I asked Bill Greenwalt, a longtime BD contributor, veteran SASC staffer, and former senior Pentagon official who helped write much of the legislation dealing with prototyping and other acquisition reform. He called the increase “kind of a nothing burger. Yes, it is progress, but not even close to what is necessary to bring in non-traditional innovation to compete with the Chinese.”

Why? Because while the spending has increased, it is still much smaller than, say, how much money is spent by Pentagon officials using the government purchasing card. Part of the reason this spending is still pretty tiny — by Pentagon standards — is that very little, if any, is being spent to procure and mass-produce technology, as opposed to funding handfuls of prototypes.

“That’s really the big new factor in all this: whether they will move from prototypes to larger contracts to buy a weapon system once the prototypes prove out,” Greenwalt notes. “Will it be a regular contract or an OTA?”
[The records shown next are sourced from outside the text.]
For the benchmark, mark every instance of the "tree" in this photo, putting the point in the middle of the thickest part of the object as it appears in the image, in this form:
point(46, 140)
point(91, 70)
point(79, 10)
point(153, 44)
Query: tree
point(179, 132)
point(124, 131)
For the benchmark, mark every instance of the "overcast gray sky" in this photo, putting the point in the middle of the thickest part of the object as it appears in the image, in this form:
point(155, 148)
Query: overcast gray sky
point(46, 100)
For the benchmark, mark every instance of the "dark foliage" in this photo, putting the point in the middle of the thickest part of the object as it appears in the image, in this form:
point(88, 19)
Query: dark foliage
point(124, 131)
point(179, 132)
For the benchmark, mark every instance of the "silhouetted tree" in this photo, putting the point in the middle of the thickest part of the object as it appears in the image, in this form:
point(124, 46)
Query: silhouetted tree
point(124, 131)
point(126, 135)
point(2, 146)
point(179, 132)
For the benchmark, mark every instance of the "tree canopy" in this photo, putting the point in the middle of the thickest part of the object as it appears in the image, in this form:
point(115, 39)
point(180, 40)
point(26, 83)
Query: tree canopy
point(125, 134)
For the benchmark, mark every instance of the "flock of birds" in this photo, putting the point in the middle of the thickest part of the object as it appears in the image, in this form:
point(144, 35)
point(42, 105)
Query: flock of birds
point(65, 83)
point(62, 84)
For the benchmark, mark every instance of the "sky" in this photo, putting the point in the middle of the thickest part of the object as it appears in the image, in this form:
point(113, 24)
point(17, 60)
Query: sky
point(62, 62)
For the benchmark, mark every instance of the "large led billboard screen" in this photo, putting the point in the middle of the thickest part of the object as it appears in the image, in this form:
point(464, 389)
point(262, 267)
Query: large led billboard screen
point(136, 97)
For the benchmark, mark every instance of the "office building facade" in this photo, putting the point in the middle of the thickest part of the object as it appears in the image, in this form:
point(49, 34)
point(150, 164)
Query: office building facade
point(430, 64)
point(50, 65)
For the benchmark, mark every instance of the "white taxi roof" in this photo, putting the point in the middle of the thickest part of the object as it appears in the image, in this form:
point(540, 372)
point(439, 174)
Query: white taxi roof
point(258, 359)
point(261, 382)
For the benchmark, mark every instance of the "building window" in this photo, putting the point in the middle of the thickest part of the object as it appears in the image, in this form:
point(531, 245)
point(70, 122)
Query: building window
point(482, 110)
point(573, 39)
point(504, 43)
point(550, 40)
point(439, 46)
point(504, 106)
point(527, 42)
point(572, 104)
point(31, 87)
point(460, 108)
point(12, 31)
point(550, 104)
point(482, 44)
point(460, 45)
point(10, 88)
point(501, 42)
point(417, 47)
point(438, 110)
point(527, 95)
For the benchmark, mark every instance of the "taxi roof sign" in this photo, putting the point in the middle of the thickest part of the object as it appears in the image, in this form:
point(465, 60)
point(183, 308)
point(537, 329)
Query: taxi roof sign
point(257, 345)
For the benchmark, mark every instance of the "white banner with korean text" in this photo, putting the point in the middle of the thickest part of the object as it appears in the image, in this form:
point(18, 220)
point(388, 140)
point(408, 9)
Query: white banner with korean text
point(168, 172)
That’s unclear from looking at this report. Widespread use of OTAs is relatively new, which means it’s pretty early for OTA programs to have gone beyond the prototyping stage. Indeed, there have been few new major programs in the last decade, especially in the Army. But now the largest service is ramping up an ambitious modernization effort that will move 31 priority programs from prototype to production in the next decade. 
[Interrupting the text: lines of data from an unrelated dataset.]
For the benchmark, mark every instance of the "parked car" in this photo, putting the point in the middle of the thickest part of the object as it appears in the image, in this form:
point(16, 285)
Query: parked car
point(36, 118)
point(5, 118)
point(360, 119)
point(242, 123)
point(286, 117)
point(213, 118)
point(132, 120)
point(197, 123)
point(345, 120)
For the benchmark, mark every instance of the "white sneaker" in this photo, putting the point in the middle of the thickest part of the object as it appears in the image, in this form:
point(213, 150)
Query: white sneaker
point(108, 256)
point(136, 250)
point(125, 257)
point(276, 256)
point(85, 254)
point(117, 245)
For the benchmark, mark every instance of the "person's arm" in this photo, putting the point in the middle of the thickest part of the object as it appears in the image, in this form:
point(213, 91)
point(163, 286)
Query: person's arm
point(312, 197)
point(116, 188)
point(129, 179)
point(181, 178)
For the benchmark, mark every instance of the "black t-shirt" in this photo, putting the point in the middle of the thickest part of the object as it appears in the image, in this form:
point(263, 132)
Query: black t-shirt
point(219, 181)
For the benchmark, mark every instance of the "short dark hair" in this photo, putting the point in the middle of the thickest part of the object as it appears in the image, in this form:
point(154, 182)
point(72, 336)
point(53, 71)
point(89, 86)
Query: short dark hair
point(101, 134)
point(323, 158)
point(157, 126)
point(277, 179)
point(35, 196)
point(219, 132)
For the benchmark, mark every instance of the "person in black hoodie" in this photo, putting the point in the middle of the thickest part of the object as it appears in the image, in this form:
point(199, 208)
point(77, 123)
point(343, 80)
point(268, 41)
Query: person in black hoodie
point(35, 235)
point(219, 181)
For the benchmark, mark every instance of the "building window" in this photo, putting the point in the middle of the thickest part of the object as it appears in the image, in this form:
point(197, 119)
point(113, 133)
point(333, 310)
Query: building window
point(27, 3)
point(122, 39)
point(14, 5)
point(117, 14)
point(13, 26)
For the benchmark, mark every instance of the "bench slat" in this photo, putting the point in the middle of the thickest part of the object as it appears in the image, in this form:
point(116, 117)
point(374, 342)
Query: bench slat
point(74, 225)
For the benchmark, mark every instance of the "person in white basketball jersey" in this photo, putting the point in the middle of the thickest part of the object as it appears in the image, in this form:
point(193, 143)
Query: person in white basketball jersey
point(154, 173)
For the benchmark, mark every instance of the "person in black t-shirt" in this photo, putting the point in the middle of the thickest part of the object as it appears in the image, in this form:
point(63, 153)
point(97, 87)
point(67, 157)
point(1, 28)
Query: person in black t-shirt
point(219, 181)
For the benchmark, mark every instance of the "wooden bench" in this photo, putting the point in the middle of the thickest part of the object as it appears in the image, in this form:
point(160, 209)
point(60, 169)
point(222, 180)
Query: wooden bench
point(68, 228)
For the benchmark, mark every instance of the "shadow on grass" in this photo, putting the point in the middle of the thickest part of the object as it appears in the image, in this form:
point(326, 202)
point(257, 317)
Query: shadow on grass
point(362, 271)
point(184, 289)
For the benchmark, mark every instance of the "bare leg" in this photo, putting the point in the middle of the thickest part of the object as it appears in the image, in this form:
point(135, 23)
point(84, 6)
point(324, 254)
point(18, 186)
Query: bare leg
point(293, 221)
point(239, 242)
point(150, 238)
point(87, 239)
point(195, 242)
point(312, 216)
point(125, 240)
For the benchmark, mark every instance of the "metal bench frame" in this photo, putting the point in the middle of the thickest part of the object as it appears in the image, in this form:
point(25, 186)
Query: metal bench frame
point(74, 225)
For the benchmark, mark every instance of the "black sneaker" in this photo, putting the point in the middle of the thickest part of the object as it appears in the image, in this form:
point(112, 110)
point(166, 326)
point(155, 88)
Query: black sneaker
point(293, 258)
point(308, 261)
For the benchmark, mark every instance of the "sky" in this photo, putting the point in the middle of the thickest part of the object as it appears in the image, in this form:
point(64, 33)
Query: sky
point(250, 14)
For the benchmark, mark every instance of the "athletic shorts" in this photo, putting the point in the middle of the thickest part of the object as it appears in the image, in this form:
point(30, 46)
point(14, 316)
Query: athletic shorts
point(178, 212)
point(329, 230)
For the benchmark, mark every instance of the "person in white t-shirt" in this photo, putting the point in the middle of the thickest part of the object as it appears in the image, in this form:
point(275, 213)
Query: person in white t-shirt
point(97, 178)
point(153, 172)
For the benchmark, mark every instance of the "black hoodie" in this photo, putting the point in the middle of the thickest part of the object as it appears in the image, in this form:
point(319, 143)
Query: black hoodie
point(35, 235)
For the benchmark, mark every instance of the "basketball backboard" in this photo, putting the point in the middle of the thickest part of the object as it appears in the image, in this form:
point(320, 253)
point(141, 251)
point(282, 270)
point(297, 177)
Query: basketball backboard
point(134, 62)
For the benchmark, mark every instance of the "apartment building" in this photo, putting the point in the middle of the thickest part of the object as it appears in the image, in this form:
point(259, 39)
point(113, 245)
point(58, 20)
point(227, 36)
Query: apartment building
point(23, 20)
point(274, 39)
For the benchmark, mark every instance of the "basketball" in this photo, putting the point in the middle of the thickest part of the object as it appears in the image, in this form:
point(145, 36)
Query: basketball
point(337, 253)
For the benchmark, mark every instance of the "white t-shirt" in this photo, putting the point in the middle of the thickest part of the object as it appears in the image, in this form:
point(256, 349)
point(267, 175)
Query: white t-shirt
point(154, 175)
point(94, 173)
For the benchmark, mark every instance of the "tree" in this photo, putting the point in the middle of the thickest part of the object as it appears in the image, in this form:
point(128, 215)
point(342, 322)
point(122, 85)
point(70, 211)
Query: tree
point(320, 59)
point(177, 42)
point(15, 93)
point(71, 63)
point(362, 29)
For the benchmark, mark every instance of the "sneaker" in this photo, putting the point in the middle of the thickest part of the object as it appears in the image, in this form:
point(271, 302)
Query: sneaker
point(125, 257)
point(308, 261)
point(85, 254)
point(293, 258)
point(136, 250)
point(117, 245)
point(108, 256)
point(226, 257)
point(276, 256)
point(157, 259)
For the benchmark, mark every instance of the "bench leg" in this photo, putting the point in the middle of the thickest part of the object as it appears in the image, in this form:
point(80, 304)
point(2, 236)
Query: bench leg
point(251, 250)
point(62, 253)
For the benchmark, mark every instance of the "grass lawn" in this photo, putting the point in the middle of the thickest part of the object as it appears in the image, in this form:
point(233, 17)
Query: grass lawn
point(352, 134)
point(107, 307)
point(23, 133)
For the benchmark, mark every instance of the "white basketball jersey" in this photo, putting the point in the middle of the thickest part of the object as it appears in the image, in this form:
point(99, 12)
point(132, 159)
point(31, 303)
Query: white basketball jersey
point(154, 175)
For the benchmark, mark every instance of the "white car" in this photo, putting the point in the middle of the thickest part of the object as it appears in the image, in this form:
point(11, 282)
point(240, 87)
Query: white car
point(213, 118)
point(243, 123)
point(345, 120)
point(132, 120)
Greenwalt believes the Army contract officers at Picatinny Arsenal, who write most of the OTA contracts, are still attaching too many requirements from the Federal Acquisition Regulations (the infamous FAR). He says should trim the prototype contracts so they can issue them even more quickly. The obstacle, he argues, is a persistent reluctance among military contract officers to embrace OTA on a broad basis and to jettison decades of training and bureaucratic tradition, even in the face of broad congressional support and pressure from senior officials like Roper.

Once the prototypes being funded now make it to the stage where DARPA or a service has to award a production contract, that’ll give both policymakers and Congress a much clearer picture as to just how much the acquisition bureaucracy can embrace and effect change.